In other words, gradients are first momentum-corrected, as is the accumulated sum of squared past gradients. Both are bias-corrected, then the former are scaled down based upon the latter AdaGrad-style (indirectly adapting the learning rate) and returned. This is the Adam [1] algorithm.

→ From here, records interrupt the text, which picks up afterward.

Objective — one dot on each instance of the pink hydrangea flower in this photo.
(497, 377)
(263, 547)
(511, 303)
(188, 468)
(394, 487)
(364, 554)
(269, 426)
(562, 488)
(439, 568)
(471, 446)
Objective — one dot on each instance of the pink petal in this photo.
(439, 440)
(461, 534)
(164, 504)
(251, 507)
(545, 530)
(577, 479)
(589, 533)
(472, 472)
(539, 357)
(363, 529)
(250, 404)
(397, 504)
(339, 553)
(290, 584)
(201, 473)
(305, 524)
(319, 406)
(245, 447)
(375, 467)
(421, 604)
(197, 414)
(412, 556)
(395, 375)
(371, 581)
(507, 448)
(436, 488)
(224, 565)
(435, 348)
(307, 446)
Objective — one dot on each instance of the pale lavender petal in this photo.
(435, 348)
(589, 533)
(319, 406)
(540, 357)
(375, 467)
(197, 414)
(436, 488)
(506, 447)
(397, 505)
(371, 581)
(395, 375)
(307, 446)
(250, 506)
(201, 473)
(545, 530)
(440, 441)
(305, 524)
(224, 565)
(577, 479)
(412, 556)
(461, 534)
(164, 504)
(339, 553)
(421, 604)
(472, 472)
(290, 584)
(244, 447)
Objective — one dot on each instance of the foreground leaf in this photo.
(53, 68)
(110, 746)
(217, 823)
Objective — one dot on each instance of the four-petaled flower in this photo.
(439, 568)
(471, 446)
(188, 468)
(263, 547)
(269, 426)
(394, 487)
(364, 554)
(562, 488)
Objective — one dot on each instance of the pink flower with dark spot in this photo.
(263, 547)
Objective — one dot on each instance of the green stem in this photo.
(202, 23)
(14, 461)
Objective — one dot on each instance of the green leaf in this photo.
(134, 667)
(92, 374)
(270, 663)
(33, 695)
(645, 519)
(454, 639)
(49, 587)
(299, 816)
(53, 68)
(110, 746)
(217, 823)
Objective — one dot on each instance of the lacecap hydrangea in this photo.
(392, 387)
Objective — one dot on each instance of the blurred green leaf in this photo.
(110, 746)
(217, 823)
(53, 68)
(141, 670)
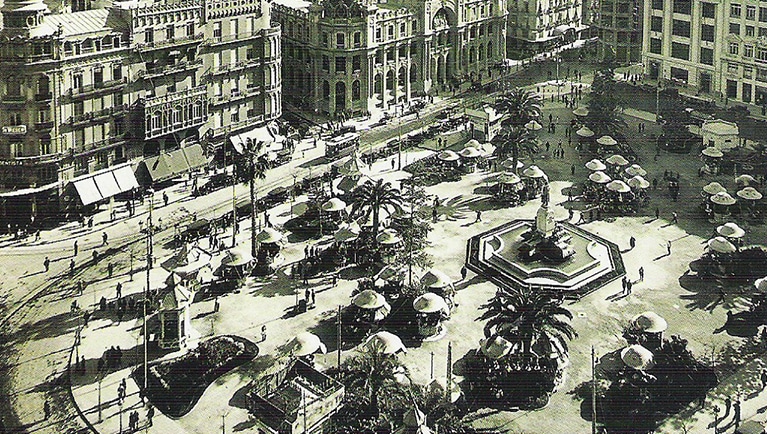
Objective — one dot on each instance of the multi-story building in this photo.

Optionally, the AMSGrad [2] algorithm may be implemented, with a similar formula but using the element-wise maximum of present-and-past v_hat values as a scaling factor. This guarantees that the learning rate is shrinked across time, at least from the point of view of this module (a warm-up schedule might for example counteract this).

References

[1] Kingma and Ba, 2014. Adam: A Method for Stochastic Optimization. https://arxiv.org/abs/1412.6980
[2] Reddi et al., 2018. On the Convergence of Adam and Beyond. https://arxiv.org/abs/1904.09237

Source code in declearn/optimizer/modules/_adaptive.py

class AdamModule(OptiModule):
    """Adaptive Moment Estimation (Adam) module.

    This module implements the following algorithm:

        Init(beta_1, beta_2, eps):
            state_m = 0
            state_v = 0
        Step(grads, step):
            state_m = beta_1*state_m + (1-beta_1)*grads
            state_v = beta_2*state_v + (1-beta_2)*(grads**2)
            m_hat = state_m / (1 - beta_1**step)
            v_hat = state_v / (1 - beta_2**step)
            grads = state_m / (sqrt(v_hat) + eps)

    In other words, gradients are first momentum-corrected, as
    is the accumulated sum of squared past gradients. Both are
    bias-corrected, then the former are scaled down based upon
    the latter AdaGrad-style (indirectly adapting the learning
    rate) and returned. This is the Adam [1] algorithm.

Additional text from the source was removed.